Vers midi, nous arrivons dans la deuxième ville la plus peuplée d’Allemagne alors qu’une tempête de neige s’abat sur la ville et nous ressentons alors le choc thermique. Cette fois nous avons un peu de temps avant notre correspondance pour Copenhague et profitons de la gare qui ressemble à un centre commercial pour avaler quelque chose de chaud. Il est à peine plus de 13 heures quand notre dernier train arrive, avec une dizaine de minutes de retard (juste pour démentir la précision allemande citée plus haut), avant que nous ne nous transformions en glaçons.
Mais ce retard est vite pardonné par la surprise que nous réserve le premier jour de notre InterRail. Arrivés à Puttgarden, une petite gare du nord de l’Allemagne, notre train s’arrête et on nous annonce une attente de vingt minutes avant de pouvoir… embarquer sur le ferry qui nous emmènera au Danemark.
Embarquer sur un bateau tout en restant confortablement assis dans le train, ça n’arrive pas tous les jours ! Pour des raisons de sécurité nous ne pouvons rester dans le train, qui est maintenant dans la cale, tous les passagers sont donc invités à descendre du train pour se rendre dans le bateau. La traversée dure environ 45 minutes et nos compagnons de voyage en profitent pour grignoter un en-cas et dévaliser les différents duty-free. Nous montons sur le pont et affrontons le vent glacial pour prendre des photos du coucher de soleil sur la mer quand le commandant nous annonce l’arrivée imminente et nous invite à retourner dans le train. Nous arrivons dans la capitale danoise peu avant 19h et déposons nos bagages à l’hôtel, à deux pas de la gare avant de sortir pour un dîner en ville. Nous passons devant le Parc Tivoli, nous longeons Stroget, la rue du shopping au centre-ville et peu après la place Kongens Nytorv nous entrons dans la cour intérieure d’une bâtisse élégante qui doit être fort agréable les soirées d’été. Nous entrons chez Banksia, dans une ambiance hygge comme on dit ici (comprenez relax, avec des bougies, une lumière tamisée et une ambiance chaleureuse) où le chef australien nous invite à découvrir la cuisine et les vins de son pays. Ayant déjà testé les spécialités danoises il y a quelques mois, nous tentons un voyage en Océanie, entre kangourou et soupe de crocodile, le tout très raffiné et délicat.

Rassasiés et réchauffés après cette première longue journée de voyage hivernal vers la Scandinavie, nous rentrons à l’hôtel pour profiter d’un sommeil réparateur avant de poursuivre notre périple en direction de Göteborg, en Suède.
Après Copenhague , notre ScandiRail16 continue, direction la Suède . La capitale danoise est recouverte d’un manteau de neige quand nous nous réveillons. Nous nous rendons à la gare et, ayant bien vérifié les horaires sur des sites fiables comme celui d’Interrail, nous sommes surpris de ne pas trouver notre train sur le tableau des départs. Au guichet on nous dit de prendre un train pour l’aéroport, où nous en trouverons un autre pour la Suède.

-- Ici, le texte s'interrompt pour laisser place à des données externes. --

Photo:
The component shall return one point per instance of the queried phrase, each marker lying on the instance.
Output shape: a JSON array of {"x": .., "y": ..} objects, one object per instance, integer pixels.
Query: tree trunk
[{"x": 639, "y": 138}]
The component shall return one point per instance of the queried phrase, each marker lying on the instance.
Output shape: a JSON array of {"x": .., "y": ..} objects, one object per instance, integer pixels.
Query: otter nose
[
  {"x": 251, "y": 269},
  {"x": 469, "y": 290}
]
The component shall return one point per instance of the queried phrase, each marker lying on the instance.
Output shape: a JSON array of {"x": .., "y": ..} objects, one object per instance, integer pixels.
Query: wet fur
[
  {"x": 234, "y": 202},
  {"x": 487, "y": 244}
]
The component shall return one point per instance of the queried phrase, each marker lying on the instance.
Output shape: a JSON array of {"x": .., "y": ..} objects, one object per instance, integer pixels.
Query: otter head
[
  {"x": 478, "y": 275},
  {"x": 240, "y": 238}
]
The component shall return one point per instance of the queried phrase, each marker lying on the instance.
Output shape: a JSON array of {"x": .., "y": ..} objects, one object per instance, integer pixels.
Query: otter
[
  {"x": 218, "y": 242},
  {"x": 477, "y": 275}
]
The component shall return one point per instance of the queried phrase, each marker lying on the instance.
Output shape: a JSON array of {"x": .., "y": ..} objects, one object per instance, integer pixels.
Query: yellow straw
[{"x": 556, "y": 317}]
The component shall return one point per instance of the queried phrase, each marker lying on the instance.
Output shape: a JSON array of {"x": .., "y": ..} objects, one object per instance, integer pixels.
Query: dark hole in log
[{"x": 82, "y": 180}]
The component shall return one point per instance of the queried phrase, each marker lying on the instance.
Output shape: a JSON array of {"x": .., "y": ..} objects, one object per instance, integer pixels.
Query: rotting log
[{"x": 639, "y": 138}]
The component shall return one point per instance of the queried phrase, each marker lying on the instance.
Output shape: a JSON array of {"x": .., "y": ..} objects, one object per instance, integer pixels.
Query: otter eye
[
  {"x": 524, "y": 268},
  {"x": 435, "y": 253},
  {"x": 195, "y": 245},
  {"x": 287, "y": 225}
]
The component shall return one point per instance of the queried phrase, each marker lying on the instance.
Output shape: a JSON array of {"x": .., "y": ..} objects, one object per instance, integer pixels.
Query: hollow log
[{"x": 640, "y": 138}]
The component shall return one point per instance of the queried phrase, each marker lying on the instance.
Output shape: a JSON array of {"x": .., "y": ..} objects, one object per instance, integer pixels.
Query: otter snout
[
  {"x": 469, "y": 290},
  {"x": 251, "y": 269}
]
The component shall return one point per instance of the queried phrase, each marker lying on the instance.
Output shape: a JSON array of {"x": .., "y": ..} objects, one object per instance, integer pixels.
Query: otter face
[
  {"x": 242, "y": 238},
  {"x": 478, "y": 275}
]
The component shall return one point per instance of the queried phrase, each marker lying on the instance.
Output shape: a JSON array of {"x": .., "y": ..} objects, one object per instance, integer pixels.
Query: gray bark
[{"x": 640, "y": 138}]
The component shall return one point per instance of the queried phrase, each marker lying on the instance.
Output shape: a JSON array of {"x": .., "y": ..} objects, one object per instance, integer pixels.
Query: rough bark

Le train pour Göteborg est particulièrement confortable, on peut y accrocher nos vestes sur des cintres et la connexion à internet et gratuite. Après un peu plus de trois heures à admirer le paysage toujours plus nordique, nous sommes étonnés de ne plus voir de neige. Nous pensions qu’après l’Allemagne elle ne nous aurait plus quittés. Le froid, lui, ne manque pas à l’appel : il fait -10°C mais étant bien équipés nous ne le sentons pas.
La place de la gare est vide, la ville semble déserte.Nous traversons le centre commercial juste en face et nous nous retrouvons entourés par la foule qui se promène, joue aux échecs, fait du shopping ou mange dans un des nombreux cafés. Nous nous rendons alors compte qu’au nord de l’Europe la vie qui ailleurs a lieu à l’extérieur s’est transposée dans des espaces couverts et chauffés, que nous retrouverons tout au long de notre voyage.
Nous essayons de profiter de l’après-midi avant qu’il ne soit trop tard et visitons le Musée de la ville (StadsMuseum), qui se situe le long du canal, pas loin de la gare.
Nous y passons trois heures, à découvrir l’histoire des vikings et de Göteborg avec un voyage dans le temps de la préhistoire au XIXe siècle et restons ébahis devant l’énorme et unique navire viking exposé au public en Suède.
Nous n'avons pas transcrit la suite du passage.